La paura per la mosca delle olive e per il maltempo, con conseguenti perdite di prodotto, hanno indotto gli olivicoltori a raccogliere precocemente, facendo partire la campagna olearia anche al Sud con 15 giorni di anticipo almeno rispetto al solito.
Le olive, tuttavia, non erano pronte alla raccolta, ovvero sicuramente non avevano raggiunto il grado ottimale di maturazione qualitativa e tecnologica.
Il meteo ha poi complicato notevolmente l'andamento di questo avvio della campagna olearia con il continuo arrivo di perturbazioni che hanno scaricato su quasi tutte le regioni italiane le piogge che non sono arrivate nel mese di settembre.
Dal punto di vista fisiologico la siccità ha provocato un ritardo nell'inolizione delle olive, ovvero nell'accumulo di olio nel frutto.

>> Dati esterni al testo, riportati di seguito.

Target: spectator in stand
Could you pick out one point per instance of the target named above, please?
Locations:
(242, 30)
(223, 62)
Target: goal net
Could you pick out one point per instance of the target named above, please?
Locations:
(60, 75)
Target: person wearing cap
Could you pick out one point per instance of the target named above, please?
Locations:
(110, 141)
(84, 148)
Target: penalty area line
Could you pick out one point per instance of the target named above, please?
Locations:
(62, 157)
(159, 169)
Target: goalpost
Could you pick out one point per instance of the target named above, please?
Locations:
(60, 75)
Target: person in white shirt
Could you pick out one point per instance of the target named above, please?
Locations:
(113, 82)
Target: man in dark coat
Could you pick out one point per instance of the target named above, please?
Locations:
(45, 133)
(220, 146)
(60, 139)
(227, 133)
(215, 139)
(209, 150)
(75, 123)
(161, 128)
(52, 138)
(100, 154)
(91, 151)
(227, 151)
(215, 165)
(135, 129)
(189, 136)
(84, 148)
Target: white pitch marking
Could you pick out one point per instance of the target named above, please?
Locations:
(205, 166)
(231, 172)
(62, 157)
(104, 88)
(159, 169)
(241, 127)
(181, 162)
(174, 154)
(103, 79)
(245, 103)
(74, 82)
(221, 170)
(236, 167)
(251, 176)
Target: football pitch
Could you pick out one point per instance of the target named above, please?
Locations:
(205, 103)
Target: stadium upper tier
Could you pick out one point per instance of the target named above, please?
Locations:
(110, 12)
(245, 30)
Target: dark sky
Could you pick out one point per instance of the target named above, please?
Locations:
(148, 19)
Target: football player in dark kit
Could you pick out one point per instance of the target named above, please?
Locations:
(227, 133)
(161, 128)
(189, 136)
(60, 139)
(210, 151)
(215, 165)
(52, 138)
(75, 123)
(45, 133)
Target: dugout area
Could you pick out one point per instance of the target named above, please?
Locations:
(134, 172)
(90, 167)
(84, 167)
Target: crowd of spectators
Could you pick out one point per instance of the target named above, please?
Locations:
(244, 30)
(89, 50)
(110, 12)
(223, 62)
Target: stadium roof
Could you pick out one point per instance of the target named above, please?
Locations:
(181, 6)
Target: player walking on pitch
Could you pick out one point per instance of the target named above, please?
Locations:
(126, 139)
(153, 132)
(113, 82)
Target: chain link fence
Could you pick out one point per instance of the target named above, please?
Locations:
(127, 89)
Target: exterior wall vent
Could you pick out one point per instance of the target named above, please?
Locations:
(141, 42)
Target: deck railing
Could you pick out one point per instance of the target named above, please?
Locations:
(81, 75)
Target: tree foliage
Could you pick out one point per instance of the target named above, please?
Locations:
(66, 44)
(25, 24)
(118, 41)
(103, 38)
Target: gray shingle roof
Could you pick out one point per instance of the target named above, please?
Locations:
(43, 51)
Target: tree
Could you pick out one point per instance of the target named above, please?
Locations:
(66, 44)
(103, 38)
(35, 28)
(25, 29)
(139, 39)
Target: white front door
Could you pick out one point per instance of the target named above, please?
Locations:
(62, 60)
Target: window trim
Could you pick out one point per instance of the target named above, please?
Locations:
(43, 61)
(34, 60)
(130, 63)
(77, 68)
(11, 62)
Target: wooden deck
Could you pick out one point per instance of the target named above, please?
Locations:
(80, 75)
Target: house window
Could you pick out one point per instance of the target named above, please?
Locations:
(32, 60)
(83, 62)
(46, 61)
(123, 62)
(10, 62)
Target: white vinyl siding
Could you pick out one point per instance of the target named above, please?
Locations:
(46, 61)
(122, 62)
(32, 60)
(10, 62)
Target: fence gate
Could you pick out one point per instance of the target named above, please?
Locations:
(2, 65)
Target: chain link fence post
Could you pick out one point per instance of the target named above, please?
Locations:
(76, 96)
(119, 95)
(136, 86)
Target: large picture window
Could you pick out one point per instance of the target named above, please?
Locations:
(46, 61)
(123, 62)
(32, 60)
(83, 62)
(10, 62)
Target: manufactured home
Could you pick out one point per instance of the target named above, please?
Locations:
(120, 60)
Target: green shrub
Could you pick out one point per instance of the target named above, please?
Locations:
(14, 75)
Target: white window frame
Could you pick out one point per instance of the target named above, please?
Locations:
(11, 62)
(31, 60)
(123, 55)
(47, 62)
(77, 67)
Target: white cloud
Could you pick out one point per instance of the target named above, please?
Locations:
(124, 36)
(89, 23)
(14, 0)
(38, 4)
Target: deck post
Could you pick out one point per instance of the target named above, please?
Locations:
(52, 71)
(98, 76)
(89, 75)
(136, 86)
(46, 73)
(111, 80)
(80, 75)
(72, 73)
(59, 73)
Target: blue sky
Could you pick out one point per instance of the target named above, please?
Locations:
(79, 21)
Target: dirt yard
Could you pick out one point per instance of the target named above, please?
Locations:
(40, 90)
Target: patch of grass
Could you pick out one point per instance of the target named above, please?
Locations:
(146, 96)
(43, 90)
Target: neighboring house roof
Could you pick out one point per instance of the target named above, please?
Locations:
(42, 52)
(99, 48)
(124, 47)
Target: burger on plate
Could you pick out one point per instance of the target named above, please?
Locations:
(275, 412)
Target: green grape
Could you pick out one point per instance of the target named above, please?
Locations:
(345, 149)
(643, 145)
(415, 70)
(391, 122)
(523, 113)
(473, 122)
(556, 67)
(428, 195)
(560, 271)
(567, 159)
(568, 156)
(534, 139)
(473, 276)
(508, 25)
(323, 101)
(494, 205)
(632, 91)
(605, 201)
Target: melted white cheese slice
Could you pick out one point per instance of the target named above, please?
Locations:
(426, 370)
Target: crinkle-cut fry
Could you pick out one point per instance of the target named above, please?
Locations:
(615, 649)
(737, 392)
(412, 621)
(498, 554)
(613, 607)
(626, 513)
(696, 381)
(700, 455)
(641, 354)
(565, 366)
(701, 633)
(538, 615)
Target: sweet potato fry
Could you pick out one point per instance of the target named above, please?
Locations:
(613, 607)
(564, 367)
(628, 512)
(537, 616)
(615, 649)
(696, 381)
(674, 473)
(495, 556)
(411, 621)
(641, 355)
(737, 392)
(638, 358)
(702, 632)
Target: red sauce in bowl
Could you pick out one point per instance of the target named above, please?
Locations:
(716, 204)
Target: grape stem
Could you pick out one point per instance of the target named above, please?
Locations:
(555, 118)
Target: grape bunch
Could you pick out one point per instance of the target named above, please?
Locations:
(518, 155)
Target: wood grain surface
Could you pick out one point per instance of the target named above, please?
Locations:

Se è vero che settembre è il mese d'oro per l'inolizione, è possibile che, nelle regioni del centro nord possa continuare fino a metà ottobre almeno, mentre nelle regioni del sud può proseguire fin quasi alla metà di novembre. E' infatti la combinazione di luce (fotoperiodo tendenzialmente diurno), acqua e temperature miti (minime non inferiori ai 10 gradi e massime non inferiori ai 18 gradi) a favorire il processo di formazione e accumulo di olio nelle drupe.
Purtroppo, con le piogge di ottobre, si è assistito anche a un notevole abbassamento termico, che ha ridotto significativamente la capacità dell'olivo di portar avanti l'inolizione dei frutti.
La combinazione di questi fattori ha portato ad avere, come media nazionale, rese in frantoio (su peso fresco) inferiori di 3-4 punti, al 10-11% contro i 14-15% della media degli ultimi anni.
Minor grado di inolizione certo ma anche grande accumulo di acqua nelle olive. E' infatti fenomeno noto che le olive si riempiano di acqua già entro poche ore dalla pioggia, poi riducendo il contenuto idrico nel volgere di 5-7 giorni e assestandosi intorno al 45-50%. Con la frequenza delle piogge di questo primo scorcio della campagna olearia, mediamente una perturbazione ogni 3-4 giorni, è evidente che olive sono rimaste costantemente piene di acqua. Prova ne è che il contenuto medio di acqua sulle olive fresche era superiore di 10-15 punti, quindi al 60-65%, rispetto alla media del periodo.
Tutto questo ha influito pesantemente sulle rese su peso fresco che sono state in media del 9-10% nel centro nord e del 11-12% al sud, esclusa la Sicilia per alcune varietà.
E' evidente che questa situazione ha creato fibrillazione nei frantoi che acquistano le olive trovandosi di fronte a prezzi medi di 70-90 euro/quintale di olive, più alti nel centro nord che al sud, ma a rese bassissime che alzano enormemente il costo di produzione.
Una situazione che potrebbe cambiare nel volgere di 2-3 settimane, quando anche la Puglia entrerà nel pieno della raccolta, ma che sta creando fibrillazione nel comparto olivicolo.